We start out with James apparently facing out to sea while snow is falling and the water looks gray and foreboding. His back is to us, and he’s wearing a jacket with the hood pulled over his head. Absolutely nothing else is going on.
James finally turns to face us, and then walks toward the camera until his face is right there. The snow continues to fall and he continues to sing. After a bit, he pulls his hood off so we can see that his hair is all wet, so either he either sweats a lot or he’s been out here messing around in the snow for quite some time. In either case, there’s still not a whole lot happening.
As he breaks into the chorus, with that almost alarming falsetto that makes me think of unsavory things being done to a man’s private bits, James unzips the jacket and takes it off. Then he takes the first of two shirts off, and pauses. Well, at least we have a small amount of dramatic tension. Will he take the next shirt off? Will he?
No, instead he looks up at the sky, and the camera follows. We see a few lonely birds circling in the whiteness, then the camera pulls back down as James is taking off the second and final shirt. I feel a bit cheated. There’s so little happening, that it’s not right to pan away if James is actually doing something.

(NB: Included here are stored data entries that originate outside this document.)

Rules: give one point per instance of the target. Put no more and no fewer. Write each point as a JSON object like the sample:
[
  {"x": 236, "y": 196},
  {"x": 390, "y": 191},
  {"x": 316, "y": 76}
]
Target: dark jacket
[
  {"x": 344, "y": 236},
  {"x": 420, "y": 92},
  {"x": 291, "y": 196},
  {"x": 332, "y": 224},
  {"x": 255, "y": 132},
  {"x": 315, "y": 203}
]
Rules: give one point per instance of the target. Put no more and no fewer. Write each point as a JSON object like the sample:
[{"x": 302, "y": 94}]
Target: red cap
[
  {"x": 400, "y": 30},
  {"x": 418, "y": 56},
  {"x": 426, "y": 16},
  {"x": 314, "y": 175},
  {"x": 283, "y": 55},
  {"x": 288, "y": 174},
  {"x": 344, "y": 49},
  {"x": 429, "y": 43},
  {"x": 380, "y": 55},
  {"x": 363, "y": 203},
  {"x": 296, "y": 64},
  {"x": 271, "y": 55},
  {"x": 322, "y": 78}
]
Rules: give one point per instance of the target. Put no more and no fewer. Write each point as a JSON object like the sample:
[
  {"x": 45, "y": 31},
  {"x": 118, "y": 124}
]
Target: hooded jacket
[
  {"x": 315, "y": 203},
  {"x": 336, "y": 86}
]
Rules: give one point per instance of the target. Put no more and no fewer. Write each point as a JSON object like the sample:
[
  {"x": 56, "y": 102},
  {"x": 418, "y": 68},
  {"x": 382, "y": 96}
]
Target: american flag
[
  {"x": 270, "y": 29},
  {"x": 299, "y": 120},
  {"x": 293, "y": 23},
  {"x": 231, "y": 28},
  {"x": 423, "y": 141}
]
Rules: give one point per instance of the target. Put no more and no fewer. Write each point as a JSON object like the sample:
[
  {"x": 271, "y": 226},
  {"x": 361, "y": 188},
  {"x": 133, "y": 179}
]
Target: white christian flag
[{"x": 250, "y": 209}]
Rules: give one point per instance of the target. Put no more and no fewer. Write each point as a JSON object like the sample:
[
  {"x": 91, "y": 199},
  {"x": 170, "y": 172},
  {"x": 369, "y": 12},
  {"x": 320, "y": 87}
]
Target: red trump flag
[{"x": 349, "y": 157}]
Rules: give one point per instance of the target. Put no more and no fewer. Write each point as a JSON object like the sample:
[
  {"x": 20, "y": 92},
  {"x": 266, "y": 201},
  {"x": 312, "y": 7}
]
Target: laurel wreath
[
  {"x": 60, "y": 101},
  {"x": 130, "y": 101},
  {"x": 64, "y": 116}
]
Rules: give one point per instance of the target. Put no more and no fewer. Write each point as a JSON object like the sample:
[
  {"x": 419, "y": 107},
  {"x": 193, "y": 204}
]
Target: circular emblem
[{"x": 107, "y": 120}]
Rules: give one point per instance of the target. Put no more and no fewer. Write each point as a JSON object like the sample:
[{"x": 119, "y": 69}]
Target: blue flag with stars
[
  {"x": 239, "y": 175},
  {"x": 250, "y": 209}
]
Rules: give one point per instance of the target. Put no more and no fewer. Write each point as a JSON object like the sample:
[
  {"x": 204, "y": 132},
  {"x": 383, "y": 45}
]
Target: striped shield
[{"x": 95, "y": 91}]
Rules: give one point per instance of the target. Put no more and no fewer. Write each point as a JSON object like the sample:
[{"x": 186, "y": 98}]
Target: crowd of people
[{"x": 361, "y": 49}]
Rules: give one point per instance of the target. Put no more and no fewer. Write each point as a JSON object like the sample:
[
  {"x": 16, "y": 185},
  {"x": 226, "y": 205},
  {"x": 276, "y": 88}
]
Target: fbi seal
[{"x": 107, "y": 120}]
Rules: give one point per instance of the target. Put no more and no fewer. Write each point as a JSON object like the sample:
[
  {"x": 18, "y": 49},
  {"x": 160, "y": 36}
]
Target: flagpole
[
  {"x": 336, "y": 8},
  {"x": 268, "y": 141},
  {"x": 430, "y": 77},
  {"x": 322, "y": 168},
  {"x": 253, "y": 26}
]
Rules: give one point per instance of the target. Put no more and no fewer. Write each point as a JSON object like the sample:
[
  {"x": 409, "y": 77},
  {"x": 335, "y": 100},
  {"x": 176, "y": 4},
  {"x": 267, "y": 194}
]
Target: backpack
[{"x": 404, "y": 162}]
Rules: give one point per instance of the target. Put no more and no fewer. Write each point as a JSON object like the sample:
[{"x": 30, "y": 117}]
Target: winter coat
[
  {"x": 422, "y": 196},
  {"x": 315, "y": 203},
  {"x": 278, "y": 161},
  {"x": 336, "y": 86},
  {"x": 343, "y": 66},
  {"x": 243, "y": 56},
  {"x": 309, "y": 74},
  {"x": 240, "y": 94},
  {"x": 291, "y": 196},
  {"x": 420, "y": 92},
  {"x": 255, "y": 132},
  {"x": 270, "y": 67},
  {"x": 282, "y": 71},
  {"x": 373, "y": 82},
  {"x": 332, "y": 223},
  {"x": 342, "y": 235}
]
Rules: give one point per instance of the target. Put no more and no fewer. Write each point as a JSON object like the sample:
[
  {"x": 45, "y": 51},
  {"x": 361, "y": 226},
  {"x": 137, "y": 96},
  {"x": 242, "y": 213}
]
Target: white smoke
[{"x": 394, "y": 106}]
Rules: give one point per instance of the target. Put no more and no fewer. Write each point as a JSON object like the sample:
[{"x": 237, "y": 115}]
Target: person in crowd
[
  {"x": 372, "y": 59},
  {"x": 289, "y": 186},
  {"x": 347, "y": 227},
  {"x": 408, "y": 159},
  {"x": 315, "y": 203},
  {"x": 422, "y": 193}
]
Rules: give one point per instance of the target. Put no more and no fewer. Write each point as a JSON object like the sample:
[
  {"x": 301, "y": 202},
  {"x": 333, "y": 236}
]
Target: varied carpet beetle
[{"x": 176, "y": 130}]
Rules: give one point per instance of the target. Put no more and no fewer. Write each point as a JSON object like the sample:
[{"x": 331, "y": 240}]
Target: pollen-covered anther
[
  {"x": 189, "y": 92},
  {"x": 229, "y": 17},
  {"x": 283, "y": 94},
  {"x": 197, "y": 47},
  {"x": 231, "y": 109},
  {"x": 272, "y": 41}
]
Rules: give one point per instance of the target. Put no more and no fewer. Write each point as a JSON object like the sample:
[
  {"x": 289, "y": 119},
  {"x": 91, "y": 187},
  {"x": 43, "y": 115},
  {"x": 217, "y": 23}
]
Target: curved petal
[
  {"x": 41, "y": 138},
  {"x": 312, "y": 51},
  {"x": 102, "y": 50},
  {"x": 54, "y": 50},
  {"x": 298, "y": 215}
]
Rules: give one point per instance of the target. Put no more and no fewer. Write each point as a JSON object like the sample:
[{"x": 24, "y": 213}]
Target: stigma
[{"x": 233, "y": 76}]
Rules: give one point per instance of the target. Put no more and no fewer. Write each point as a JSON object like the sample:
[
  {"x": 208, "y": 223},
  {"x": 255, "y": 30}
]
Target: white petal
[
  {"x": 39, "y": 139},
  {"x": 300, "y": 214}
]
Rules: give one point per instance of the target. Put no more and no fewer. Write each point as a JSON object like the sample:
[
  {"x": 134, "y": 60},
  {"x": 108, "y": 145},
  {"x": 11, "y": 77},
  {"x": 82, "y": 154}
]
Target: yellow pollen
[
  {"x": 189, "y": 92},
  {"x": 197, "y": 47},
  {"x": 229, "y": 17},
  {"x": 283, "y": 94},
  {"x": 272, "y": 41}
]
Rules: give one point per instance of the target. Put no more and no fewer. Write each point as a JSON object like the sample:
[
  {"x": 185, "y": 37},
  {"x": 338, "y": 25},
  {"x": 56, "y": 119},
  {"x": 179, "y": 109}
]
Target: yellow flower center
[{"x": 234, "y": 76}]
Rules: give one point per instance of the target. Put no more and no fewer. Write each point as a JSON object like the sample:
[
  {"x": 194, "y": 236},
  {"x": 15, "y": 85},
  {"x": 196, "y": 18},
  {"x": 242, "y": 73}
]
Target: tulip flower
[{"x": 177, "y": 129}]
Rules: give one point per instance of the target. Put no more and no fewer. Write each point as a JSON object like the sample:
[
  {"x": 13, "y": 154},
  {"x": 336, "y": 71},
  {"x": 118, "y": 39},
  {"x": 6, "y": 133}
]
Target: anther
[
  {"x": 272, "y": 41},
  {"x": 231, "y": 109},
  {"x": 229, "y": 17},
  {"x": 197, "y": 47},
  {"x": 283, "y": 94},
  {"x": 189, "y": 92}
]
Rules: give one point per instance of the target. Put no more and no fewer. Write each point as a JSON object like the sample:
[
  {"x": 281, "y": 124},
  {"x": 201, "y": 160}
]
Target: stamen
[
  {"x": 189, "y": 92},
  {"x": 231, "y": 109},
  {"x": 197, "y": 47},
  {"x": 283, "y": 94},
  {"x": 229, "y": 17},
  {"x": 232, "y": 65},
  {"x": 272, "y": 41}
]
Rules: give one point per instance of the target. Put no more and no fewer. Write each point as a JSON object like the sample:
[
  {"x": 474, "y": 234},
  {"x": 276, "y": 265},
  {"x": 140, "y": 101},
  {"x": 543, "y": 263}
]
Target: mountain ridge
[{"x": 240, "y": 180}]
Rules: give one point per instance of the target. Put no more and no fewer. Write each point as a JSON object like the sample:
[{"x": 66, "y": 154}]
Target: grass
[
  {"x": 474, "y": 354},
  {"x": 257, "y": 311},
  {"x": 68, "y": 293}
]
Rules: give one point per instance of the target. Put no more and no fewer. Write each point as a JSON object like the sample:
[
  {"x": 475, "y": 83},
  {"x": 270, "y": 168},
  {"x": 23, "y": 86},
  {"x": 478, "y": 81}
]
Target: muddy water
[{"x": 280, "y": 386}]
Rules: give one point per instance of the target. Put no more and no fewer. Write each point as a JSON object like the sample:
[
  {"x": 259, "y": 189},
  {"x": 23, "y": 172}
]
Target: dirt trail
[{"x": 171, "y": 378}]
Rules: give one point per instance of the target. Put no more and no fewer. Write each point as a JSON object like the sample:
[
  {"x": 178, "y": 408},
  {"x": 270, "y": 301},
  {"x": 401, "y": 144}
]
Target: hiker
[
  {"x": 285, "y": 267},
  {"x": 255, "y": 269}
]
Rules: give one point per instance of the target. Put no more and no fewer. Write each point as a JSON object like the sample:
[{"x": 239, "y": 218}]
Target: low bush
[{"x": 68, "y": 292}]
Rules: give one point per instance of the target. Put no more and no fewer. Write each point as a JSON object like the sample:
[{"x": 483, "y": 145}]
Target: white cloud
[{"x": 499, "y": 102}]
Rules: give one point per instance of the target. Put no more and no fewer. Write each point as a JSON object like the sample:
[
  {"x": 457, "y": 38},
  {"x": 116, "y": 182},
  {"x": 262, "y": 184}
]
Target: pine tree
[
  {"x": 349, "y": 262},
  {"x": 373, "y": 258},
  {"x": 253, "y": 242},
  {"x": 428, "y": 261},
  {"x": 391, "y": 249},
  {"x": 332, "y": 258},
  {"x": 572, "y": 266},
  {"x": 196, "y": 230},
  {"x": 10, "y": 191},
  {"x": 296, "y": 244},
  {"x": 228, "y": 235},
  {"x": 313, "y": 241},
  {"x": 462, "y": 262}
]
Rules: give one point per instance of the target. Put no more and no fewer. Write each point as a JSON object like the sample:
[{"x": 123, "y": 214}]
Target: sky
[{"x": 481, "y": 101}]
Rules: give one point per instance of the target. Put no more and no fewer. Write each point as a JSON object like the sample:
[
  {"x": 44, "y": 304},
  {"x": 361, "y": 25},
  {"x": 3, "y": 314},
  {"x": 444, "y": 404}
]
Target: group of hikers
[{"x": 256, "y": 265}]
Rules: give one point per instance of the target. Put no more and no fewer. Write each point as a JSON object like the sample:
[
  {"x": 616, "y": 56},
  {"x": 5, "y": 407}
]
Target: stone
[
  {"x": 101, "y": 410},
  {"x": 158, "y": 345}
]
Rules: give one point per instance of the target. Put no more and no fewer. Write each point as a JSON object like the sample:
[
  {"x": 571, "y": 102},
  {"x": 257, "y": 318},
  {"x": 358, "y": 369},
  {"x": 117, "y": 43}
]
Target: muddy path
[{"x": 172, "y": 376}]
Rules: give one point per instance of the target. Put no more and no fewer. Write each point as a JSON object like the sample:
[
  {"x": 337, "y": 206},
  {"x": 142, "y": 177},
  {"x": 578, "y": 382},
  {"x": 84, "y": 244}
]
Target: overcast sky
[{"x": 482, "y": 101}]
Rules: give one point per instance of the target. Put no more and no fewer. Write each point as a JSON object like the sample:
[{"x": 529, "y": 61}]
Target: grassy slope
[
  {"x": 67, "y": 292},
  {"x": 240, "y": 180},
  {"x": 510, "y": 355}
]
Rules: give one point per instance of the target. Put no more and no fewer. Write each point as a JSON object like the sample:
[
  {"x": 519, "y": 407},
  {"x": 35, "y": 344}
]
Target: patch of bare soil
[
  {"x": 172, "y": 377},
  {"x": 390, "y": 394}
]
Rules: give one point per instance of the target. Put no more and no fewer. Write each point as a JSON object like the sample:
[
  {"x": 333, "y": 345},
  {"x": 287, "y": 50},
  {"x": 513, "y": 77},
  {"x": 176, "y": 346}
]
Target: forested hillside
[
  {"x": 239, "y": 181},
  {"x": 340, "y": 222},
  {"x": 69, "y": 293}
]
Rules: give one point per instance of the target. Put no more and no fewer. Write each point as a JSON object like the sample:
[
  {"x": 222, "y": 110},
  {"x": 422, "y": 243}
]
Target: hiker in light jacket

Now the camera is pulling back, so we can confirm that James is indeed shirtless, because I’m sure there are quality-control people that need to confirm the shirts have been removed per the script. James sits down and takes off his shoes. He’s not wearing socks, even though he’s in the middle of a small blizzard. I’m going to take this as a sign of possible mental instability.
Then James begins taking things out of his pants pockets, lining them up with his shoes in front of him, and I start to get an inkling of where this is going. (Really, producers? You want to go there?) James also takes a ring off one of his fingers (but does not, interestingly enough, remove the Madonna-tribute rubber bracelets on his other wrist). The camera zooms in so we can review the line of treasures. Yep, pocket things: watch, money clip, matchbook, guitar pick, and… some other something. (We all have one of those.)
The camera pans up so we can see there is now only one bird in the sky. (Can you blame the others that left? There’s got to be something more intriguing further down the coastline.)
Camera comes back down, and we’re further away from James than we were. He stands sideways as the camera zooms toward him, then he begins running away.
Then James leaps as we learn that he was actually on a high cliff, and falls a long way down to the sea. As the final line of “I will never be with you” is sung, James disappears beneath the water.
Great. Can’t be with the one you love? Find a cold cliff with inclement weather, partially strip, arrange your personal inventory in a nice line, then make sure you will never be with that one you love by taking yourself out of the picture.
Don’t believe it, kids. This is NOT the answer. Just say no.
And stay away from high places where it snows. Nothing good can come of that.